Saying that something has verisimilitude is basically saying that it seems legit. Verisimilitude is a piece's resemblance to reality, the extent to which it appears plausible. Now, trying to find Verisimilitude in a smaller piece, like a poem, is quite hard. There isn't anything that really happens to say seems like the truth. Often, the subject matter of poems are quite abstract and this also takes away from any sense of reality.
In "The Negro Speaks of Rivers," Hughes claims to have been an active participant in the history, saying things like "I looked upon the Nile and raised the pyramids above it." Through the allusion to the pyramid, the piece fosters a sense of truthfulness and a similarity to reality but I still don't feel that it has verisimilitude. However, in The Things They Carried, O'Brien is able to achieve Verisimilitude. The detail with which he tells the story makes it seem true, especially when he describes the man that O'Brien killed. The details are so horrifying and anatomically correct that it must be true. But with poetry, you don't get a chance to see the detail that really sells a piece.

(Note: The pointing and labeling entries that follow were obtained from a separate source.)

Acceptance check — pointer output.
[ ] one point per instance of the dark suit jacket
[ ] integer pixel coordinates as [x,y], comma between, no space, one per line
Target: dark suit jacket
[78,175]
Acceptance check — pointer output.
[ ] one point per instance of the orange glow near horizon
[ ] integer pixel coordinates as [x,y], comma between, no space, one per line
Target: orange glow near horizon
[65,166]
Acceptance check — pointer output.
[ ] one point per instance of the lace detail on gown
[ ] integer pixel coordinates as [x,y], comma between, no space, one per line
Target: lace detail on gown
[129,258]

So, this week I was watching The Big Bang Theory with my parents and my Dad paused the TV and it landed onto a picture of Sheldon standing next to a board with chemical equations and I noticed something pretty awesome. Written on the board were chemicals that displayed what I believe is Alpha Decay and to my surprise, the equation was correctly written with a superscript to the left of the chemical symbol displaying the atomic mass and a subscript with the atomic number. That small detail added so much to the experience of watching the show and made the show seem like the truth.

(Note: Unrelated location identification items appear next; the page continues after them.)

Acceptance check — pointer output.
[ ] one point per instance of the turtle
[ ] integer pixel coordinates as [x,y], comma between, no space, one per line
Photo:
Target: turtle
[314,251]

Another great example of Verisimilitude is found in the Lord of the Rings saga and The Hobbit. This weekend, I saw the second hobbit movie and thought that it displayed verisimilitude as well. The Universe is so flushed out and so developed that it seems like another world. In the movie, we can see the effects of actions that happened long ago and how it changed cultures. Thorin, for example, still holds a grudge against the elves for abandoning his people long ago and the people of Lake-Town are still fearful that Smaug may come and destroy their town. Even though The Hobbit is about dwarves and elves and all that junk, it still feels like another reality as the characters act like people. They are just as irrational and helpless as regular people and interact realistically with one another(Except for Legolas who is so good at fighting in the movie that it seems like he is cheating. In one scene he is standing on two barrels in a fast-moving river and firing arrows at the orcs and he doesn't miss a single shot in the entire movie. It's absolutely disgusting but in a good way. ) Verisimilitude is not found in the big ideas that poems consist of but in the little details that make the piece seem real.